Learning to laugh also requires spending time in the company of people (or their books) who can help us see the divine comedy unfolding in the places we’ve missed it. When I tell the tale of a family vacation gone wrong, I tend to make it out to be a real sob story. Woe is me. But when I read a Patrick McManus story about a spectacularly disastrous camping trip, I laugh until I cry. And through Wodehouse’s stories, I’ve learned that pitying Bertie Wooster’s plight and laughing at his situation simultaneously are not mutually exclusive at all. Even so in life.
Sometimes, I realized, the only difference between a tragedy and a comedy is a few juicy similes and the perspective of the storyteller.
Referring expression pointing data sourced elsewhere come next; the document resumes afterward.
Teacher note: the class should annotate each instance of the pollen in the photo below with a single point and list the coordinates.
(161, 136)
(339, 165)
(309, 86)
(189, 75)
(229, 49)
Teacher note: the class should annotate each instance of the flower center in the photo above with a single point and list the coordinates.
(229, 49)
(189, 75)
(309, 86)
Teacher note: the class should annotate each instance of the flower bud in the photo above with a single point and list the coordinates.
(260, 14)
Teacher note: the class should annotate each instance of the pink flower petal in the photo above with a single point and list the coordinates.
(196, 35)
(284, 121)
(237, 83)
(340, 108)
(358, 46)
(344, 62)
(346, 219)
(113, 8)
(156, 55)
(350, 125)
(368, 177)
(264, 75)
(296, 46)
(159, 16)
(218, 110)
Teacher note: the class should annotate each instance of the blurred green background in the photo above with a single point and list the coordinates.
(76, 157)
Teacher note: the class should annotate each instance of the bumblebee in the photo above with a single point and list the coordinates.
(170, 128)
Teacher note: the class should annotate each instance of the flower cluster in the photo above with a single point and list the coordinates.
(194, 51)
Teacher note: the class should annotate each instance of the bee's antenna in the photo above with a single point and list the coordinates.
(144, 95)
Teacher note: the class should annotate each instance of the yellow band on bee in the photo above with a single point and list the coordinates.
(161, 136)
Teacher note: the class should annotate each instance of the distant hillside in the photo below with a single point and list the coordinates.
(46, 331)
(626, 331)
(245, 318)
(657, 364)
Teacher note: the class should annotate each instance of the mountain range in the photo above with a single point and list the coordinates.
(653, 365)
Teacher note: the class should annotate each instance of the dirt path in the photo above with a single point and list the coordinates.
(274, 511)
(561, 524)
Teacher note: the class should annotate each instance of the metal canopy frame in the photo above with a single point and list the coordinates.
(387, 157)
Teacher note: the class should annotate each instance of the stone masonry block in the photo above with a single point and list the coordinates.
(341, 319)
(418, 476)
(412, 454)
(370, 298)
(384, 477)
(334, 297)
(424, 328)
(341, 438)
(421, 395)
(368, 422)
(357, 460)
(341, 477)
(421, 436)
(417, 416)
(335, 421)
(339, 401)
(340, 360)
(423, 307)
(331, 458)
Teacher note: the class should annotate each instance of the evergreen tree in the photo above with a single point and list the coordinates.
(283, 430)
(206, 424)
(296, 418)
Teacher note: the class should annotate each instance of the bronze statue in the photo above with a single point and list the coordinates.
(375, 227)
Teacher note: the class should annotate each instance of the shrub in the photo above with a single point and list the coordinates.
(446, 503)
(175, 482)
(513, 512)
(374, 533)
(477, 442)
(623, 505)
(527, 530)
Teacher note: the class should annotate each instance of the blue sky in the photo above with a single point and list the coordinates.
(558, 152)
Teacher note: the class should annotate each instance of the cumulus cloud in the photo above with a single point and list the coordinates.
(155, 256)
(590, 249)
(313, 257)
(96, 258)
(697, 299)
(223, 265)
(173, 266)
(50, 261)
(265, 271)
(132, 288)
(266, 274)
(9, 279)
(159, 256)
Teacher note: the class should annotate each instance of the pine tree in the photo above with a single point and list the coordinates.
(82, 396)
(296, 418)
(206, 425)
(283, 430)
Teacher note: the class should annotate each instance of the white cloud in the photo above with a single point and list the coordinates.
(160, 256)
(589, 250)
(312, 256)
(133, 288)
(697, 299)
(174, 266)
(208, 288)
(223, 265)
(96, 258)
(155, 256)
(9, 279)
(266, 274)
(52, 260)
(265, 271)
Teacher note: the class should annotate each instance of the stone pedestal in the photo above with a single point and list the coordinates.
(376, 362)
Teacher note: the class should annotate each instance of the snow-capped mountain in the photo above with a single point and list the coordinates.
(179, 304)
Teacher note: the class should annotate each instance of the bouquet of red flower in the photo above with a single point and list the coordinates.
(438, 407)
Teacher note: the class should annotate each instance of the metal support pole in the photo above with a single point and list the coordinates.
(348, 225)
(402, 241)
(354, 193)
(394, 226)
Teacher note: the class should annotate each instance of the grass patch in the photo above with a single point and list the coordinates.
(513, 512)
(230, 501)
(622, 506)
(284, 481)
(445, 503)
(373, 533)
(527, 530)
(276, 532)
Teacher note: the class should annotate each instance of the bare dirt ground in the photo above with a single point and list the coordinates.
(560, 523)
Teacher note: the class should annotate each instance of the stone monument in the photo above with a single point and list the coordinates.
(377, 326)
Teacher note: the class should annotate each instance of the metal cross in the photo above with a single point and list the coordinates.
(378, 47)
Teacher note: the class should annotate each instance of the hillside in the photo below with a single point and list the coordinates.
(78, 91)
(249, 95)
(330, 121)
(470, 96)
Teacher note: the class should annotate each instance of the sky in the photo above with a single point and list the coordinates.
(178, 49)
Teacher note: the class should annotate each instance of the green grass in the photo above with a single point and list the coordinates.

And perspective is exactly what Christians should have, because God has given us a glimpse of the bigger picture and of the joy that awaits us on the other side of our sorrows. While the world may sink into despair or attempt to heal the wound lightly with empty sentiments, the gospel is true good news. Christ passed through death ahead of us and stripped it of its sting so that in him, even the grave is safe. Resting in the promises of God frees us to weep as those who have hope and to laugh whenever he brings comic relief.
Kings and Queens of Clay
Finding joy and laughter during our troubles also requires humility, gratitude, and trust in God. Pride, thanklessness, and fear are always at war with holy laughter, whether the trials we face are big or small. So which traits are we regularly rehearsing? How do we respond when we strike out in the ninth inning, feel the rain start to fall on our picnic, or remove our kids’ training wheels? I can tell you this: people who make angry excuses, complain about the weather, and wring their hands with worry do not suddenly turn around and laugh in the face of death.
Christians have a distinct comedic advantage because we know our place in the world. We must learn to revel in the wonderful and hilarious paradox of our lowly status as creatures of dust, susceptible to hangnails and hiccups, yet also exalted sons of God and heirs of the eternal kingdom. Only when this paradox settles in our bones may we look trouble in the eye and laugh at the days to come.
Suffering is hard. And sometimes to make room for laughter we must first empty ourselves of tears. But putting a little humor into our relationships, and our reading list, is a valuable way to train our sensibilities to delight in God’s plans — and to see past the pain to the punch line.